Odiar a Messi, odiar a Arguiñano | Mundial 2026 de Fútbol

A veces se me olvida que hay gente que odia visceralmente a Messi, gente adulta, personas que crían a sus hijos en comunión con el Señor y cenan pizza los domingos, casi como una persona normal. Sin embargo, en cuanto ven a Lionel aparecer por la puerta de chiqueros se transforman en algo parecido a ese señor —de nombre Juan Ramón Constante, por cierto— que baja cada día a tomarse un vino con mi padre en el chiringuito del puerto y no puede evitar ponerse hecho un basilisco en cuanto ve aparecer a Karlos Arguiñano en la pantalla de televisión. Pues sí que eres constante, Juan Ramón, suele canturrear el dueño del local mientras el otro insulta a medio pueblo vasco.

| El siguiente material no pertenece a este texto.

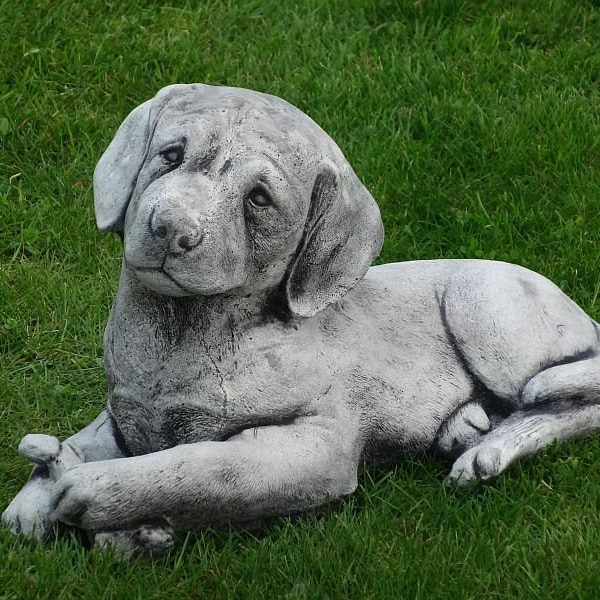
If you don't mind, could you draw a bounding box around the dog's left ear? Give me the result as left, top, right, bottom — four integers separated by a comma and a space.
94, 100, 152, 233
285, 159, 383, 317
94, 84, 193, 234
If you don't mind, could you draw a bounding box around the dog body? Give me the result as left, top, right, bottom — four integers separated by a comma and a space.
3, 85, 600, 546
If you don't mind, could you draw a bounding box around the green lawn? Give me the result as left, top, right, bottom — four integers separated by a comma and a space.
0, 0, 600, 599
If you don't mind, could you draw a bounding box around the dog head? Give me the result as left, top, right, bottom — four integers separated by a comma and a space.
94, 84, 383, 316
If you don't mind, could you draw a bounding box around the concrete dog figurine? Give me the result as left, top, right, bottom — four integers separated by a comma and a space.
3, 85, 600, 549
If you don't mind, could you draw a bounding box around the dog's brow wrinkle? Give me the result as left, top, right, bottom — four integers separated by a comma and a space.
219, 158, 233, 175
194, 147, 219, 171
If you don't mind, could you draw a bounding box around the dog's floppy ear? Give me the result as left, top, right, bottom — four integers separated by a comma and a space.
286, 159, 383, 317
94, 100, 152, 233
94, 84, 192, 233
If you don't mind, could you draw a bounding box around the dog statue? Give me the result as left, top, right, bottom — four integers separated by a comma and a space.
3, 84, 600, 550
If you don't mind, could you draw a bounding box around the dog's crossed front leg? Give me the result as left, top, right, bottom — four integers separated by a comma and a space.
55, 416, 360, 531
2, 412, 125, 538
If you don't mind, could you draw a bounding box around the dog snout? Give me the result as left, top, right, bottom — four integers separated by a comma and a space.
149, 209, 202, 254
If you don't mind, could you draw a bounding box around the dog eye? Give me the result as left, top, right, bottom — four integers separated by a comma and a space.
160, 146, 183, 166
248, 186, 273, 208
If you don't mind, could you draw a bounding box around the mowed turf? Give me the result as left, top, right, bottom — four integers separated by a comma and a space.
0, 0, 600, 599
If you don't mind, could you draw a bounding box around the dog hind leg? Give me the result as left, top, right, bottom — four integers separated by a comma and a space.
446, 404, 600, 485
520, 355, 600, 408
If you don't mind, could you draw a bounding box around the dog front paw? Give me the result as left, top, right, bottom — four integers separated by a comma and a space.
444, 444, 510, 485
93, 525, 175, 560
2, 473, 54, 539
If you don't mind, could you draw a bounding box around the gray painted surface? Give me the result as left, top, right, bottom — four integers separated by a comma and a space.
3, 85, 600, 555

Sobre las razones que pueden sostener en el tiempo semejante ojeriza podemos teorizar sin apenas miedo a equivocarnos. Habrá quien no le perdone el color de la camiseta: la actual albiceleste y la vieja azulgrana, pues hay heridas que no cicatrizan nunca. A los aficionados nos cuesta superar algunas de las derrotas infligidas, aunque lo que más molesta de Messi podría ser esa costumbre suya de resolver los partidos caminando mientras el resto del mundo debemos enfrentarnos a la vida al galope, corriendo como pollos sin cabeza. Todo esto entra dentro de lo razonable. A fin de cuentas, el fútbol vive precisamente de estas pequeñas enemistades civiles que nos permiten discutir durante horas sin dejar de saludarnos al día siguiente.

El siguiente escalón es el verdaderamente fascinante. Me refiero a ese instante en el que un adversario deja de ser un futbolista extraordinario para convertirse en un fraude universal. Da igual si vuelve a levantar la Copa del Mundo, si marca el enésimo gol imposible o si el portero rival le pida la camiseta al final del partido a modo de bella cicatriz. Siempre habrá quien encuentre el momento más inoportuno para recordarnos que a él nunca le pareció para tanto, que es una actitud tan nuestra como explicarle a los demás en qué punto hay que comerse la carne o echarle gaseosa al vino.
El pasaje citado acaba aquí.